Supported data destinations.

Azure SQL databases
Azure data explorer (Kusto)
Fabric Lakehoue
Fabric Warehouse
Fabric KQL database

Entry points

Every data query in your Dataflow Gen2 can have a data destination. Functions and list are not supported. You can specify the data destination for every query individually and you can use multiple different destinations within the dataflow.

There are 3 main entry-points to specify the data destination.

Through the top ribbon

Add_data_destination_entry_point_inside_of_the_Power_Query_ribbon

Select data destination from ribbon.

Through query settings

Add_Data_destination_entry_point_inside_of_the_applied_steps_section

Select data destination from query setting pane.

Through the diagram view

Add_data_destination_inside_of_the_query_node_of_the_diagram_view

Select data destination from diagram view.

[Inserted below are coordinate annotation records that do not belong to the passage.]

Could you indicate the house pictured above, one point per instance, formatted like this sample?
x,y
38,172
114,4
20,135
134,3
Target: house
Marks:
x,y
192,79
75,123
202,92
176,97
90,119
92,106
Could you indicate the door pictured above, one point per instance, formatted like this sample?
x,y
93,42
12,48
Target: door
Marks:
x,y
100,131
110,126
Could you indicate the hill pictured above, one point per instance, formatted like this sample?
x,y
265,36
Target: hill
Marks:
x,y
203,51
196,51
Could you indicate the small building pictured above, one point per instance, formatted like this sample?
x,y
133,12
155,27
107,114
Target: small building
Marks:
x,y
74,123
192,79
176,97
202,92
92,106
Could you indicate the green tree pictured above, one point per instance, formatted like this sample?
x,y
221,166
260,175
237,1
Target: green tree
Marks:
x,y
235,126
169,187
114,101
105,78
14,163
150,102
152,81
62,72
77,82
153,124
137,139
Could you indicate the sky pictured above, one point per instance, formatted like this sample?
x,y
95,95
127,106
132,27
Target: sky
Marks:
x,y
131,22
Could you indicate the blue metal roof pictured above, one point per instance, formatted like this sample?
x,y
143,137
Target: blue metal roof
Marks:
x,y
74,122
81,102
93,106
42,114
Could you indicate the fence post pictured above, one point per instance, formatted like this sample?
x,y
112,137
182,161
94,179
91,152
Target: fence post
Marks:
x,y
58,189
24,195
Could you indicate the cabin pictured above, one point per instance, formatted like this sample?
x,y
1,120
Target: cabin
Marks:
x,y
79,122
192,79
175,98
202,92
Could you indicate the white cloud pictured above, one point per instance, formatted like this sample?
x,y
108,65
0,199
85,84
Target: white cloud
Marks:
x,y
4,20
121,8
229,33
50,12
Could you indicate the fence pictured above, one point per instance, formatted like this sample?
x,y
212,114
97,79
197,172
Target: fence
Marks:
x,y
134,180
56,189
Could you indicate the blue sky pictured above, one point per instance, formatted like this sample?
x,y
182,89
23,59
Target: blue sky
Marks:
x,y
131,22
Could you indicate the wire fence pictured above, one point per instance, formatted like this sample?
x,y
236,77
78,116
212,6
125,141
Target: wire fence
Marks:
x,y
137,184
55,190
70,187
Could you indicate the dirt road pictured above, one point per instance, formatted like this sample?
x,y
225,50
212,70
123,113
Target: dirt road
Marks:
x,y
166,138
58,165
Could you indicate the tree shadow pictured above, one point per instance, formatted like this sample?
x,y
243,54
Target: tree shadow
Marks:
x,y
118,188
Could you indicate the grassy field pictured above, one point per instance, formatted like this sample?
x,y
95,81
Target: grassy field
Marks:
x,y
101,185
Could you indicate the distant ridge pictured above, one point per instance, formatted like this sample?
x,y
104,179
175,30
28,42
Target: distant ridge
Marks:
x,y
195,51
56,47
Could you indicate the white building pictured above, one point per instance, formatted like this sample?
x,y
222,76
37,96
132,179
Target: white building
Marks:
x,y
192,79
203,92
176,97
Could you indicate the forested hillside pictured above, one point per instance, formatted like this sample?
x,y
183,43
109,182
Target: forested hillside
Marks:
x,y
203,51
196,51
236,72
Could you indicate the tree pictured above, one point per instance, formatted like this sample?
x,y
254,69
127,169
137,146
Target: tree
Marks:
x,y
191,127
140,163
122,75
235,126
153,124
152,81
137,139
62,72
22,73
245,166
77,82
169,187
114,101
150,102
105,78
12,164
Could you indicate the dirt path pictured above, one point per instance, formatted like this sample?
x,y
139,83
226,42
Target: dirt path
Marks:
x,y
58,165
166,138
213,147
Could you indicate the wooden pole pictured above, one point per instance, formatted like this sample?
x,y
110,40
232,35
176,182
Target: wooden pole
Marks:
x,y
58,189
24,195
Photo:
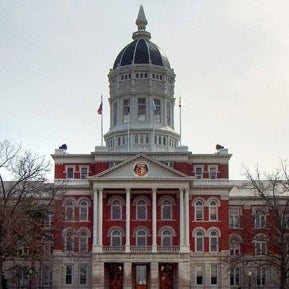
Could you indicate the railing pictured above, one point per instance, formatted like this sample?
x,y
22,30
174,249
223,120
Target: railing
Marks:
x,y
141,249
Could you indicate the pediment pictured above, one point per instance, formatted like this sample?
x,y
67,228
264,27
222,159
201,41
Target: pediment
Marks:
x,y
140,167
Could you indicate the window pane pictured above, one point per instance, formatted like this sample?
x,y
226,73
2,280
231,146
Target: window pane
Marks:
x,y
68,275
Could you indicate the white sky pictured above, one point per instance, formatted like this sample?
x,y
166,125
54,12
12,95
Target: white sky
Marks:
x,y
231,58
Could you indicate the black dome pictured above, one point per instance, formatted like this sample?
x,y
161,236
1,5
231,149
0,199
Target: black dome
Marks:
x,y
141,51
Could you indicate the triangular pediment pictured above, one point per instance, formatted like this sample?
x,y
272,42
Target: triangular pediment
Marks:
x,y
140,167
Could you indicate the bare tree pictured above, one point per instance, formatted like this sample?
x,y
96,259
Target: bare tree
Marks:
x,y
271,190
25,202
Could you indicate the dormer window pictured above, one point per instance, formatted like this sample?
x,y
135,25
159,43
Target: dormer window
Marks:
x,y
141,109
70,172
199,172
213,172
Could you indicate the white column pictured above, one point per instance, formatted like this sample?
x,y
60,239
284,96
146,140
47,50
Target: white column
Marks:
x,y
127,224
154,220
95,218
187,218
181,218
100,214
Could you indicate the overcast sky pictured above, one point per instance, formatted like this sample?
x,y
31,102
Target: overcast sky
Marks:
x,y
231,59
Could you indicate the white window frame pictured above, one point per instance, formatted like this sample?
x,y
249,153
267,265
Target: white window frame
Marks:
x,y
214,241
234,218
213,172
211,210
213,274
199,210
83,273
83,211
199,175
83,175
199,273
70,172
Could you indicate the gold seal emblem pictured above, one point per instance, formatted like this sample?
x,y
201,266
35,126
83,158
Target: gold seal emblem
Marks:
x,y
140,169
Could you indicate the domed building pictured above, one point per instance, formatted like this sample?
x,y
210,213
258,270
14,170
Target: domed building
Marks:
x,y
142,211
141,97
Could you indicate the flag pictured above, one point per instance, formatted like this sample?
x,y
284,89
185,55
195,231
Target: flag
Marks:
x,y
180,102
154,108
99,110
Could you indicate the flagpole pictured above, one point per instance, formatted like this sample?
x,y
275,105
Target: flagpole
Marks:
x,y
128,120
101,120
180,107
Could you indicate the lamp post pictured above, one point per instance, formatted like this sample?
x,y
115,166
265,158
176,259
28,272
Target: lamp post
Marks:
x,y
30,272
250,279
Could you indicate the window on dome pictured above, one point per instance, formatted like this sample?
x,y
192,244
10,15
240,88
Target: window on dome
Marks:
x,y
141,109
168,113
115,113
157,110
126,104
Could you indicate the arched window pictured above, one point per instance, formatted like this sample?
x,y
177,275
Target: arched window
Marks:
x,y
69,211
69,241
167,238
116,210
213,211
115,238
83,241
141,210
141,238
199,241
83,210
166,209
199,211
234,247
214,241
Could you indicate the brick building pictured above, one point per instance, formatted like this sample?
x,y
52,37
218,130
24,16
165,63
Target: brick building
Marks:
x,y
142,211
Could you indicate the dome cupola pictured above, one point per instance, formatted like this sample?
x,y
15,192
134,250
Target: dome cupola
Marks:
x,y
141,50
142,101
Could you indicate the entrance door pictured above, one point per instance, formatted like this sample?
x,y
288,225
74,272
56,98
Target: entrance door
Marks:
x,y
141,276
166,274
115,276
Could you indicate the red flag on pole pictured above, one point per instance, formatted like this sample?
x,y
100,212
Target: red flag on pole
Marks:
x,y
99,110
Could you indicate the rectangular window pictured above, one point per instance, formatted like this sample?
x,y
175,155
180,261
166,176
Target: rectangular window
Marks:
x,y
260,219
199,275
70,173
169,118
234,218
83,274
214,274
126,107
157,110
141,275
83,172
68,274
261,247
213,172
261,277
115,113
141,113
46,275
198,172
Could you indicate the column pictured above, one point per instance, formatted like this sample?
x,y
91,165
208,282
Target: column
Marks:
x,y
95,219
154,220
187,218
100,216
181,219
127,224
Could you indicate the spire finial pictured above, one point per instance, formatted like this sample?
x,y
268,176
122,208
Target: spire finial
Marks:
x,y
141,20
141,23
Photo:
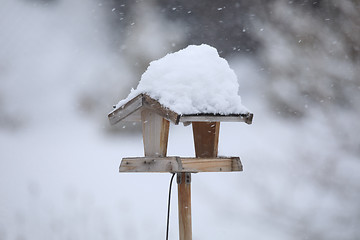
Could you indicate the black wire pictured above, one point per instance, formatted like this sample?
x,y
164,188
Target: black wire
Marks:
x,y
168,216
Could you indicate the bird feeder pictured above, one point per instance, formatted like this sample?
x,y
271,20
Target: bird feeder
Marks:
x,y
155,119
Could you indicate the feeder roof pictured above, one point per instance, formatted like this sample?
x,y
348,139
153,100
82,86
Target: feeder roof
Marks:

Connect to the data destination

Connecting to the data destination is similar to connecting to a data source. Connections can be used for both reading and writing your data, given that you have the right permissions on the data source. You need to create a new connection or pick an existing connection and click next.

Connect_to_data_destination_dialog_when_connecting_to_a_lakehouse

Make a connection to the Fabric Lakehouse.

Create a new table or pick an existing table

When loading into your data destination, you have the possibility to either create a new table or pick an existing table.

New table

When choosing to create a new table, during the dataflow gen 2 refresh, a new table will be created in your data destination. If the table gets deleted in the future by manually going into the destination, the dataflow will recreate the table on the next dataflow refresh.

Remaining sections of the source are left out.